The detection of immune markers expressed by Leishmania using immunohistochemistry has been evaluated for the diagnosis of CL. Positive CD1a staining of amastigotes of Old World leishmaniasis by L. major and L. tropica has been previously reported [42]. In 2023, Riyal et al., identified a similar staining pattern in L. donovani causing CL for the first time, with a sensitivity of 74% [43]. While fluorescence in situ hybridization (FISH) is not a common approach in diagnosing CL, applying Leishmania genus-specific FISH probes on FFPE tissue has been shown to improve sensitivity over conventional staining [44].

5. Molecular Techniques for Identifying Leishmania Parasites

5.1. Polymerase Chain Reaction (PCR)

Several PCR-based protocols have been developed locally, to detect the local L. donovani parasite.
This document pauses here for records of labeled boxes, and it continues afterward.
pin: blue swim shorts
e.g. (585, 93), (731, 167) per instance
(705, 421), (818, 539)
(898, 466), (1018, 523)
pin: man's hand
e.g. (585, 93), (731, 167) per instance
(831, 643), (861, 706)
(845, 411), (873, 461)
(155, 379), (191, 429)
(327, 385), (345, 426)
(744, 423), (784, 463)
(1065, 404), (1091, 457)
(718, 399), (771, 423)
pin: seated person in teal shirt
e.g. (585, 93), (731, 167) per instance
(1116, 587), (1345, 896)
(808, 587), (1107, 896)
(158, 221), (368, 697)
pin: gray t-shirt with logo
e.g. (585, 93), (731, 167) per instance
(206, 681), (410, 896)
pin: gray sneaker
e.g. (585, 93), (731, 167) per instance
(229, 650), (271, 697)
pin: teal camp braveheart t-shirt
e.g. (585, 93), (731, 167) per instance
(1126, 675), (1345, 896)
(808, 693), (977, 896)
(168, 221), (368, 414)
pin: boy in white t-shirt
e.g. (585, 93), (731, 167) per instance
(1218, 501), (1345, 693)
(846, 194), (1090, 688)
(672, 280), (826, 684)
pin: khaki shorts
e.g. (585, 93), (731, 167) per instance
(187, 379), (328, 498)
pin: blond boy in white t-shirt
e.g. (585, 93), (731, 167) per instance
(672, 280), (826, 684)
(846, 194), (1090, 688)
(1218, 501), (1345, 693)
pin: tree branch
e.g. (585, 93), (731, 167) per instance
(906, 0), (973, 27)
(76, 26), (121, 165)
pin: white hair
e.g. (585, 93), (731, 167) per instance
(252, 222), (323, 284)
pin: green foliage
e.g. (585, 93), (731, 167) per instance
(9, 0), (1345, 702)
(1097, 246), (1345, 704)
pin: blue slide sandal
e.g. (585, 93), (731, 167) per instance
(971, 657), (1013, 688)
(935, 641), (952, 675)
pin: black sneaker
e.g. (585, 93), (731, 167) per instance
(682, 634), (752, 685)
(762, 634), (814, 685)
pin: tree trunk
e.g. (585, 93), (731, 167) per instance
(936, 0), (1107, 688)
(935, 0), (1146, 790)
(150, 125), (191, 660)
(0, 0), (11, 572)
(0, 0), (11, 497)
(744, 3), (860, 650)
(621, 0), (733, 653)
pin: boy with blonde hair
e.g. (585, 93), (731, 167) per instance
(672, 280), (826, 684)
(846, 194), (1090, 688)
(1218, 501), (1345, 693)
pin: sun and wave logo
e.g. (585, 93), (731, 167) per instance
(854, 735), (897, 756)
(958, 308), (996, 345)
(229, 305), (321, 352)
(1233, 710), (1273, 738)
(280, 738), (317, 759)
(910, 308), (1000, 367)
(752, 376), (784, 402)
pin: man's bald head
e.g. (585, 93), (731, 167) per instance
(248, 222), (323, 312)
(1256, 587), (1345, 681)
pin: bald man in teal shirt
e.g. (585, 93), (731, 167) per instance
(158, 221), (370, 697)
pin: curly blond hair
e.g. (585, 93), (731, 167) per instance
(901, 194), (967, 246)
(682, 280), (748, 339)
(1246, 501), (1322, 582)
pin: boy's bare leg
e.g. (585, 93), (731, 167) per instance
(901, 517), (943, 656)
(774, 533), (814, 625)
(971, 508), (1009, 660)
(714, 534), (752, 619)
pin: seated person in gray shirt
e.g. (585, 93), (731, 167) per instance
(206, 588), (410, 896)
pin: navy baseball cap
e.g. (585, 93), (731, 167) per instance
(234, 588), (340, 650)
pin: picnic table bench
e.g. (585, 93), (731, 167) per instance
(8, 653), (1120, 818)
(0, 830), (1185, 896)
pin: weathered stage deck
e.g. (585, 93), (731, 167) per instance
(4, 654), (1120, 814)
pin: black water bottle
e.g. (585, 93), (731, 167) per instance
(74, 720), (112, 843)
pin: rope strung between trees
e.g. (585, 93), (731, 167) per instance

PCR does not require abundant test material (i.e., cultured parasites) and the clinical samples obtained from patients could be directly subjected to PCR. This can be considered as a significant advantage of PCR-based methods.
Leishmania kinetoplast DNA contains small circular molecules called kDNA mini-circles. These are ideal targets for sensitive Leishmania detection due to their high copy numbers and conserved sequences. Despite challenges posed by diverse mini-circle networks, strain typing using this genomic region is complicated. Previously, characterizing Leishmania mini-circulomes required isolating and cloning before sequencing. A study by Kocher et al., in 2018 demonstrated that high-throughput sequencing of individual mini-circle PCR products bypasses these labor-intensive laboratory steps [45].

5.2. PCR–RFLP

PCR–RFLP is a molecular technique that involves digesting PCR-amplified products with restriction enzymes, generating unique polymorphic fragments that serve as markers for identifying Leishmania species [46]. PCR–RFLP methods have been used successfully to identify the causative agent of leishmaniasis up to species level, specifically using internal transcribed spacers (ITSs). ITSs are non-coding regions of rRNA genes which are known to be highly conserved among the Leishmania sp. That includes L. donovani, L. infantum, L. major, L. tropica and L. aethiopica. Hence, PCR amplification of the ITS region followed by restriction digestion by Hae III can be considered as a suitable method for identification and differentiation between all medically important Leishmania parasite species [47][48][49].

5.3. LAMP

Loop-mediated isothermal amplification (LAMP) is a method that amplifies DNA rapidly under isothermal conditions with high specificity and efficiency [50].
The LAMP assay was tested as a potential diagnostic tool to diagnose CL patients in Sri Lanka [50]. This study reported 82.6% sensitivity and 100% specificity with positive and negative predictive values of 100% and 66%, respectively, compared to microscopy as the gold standard. This proved to be a more efficient and cost-effective method, with an assay procedure that can be completed in 1 h and 40 min, compared to nested PCR which takes approximately 3 h and 30 min [51].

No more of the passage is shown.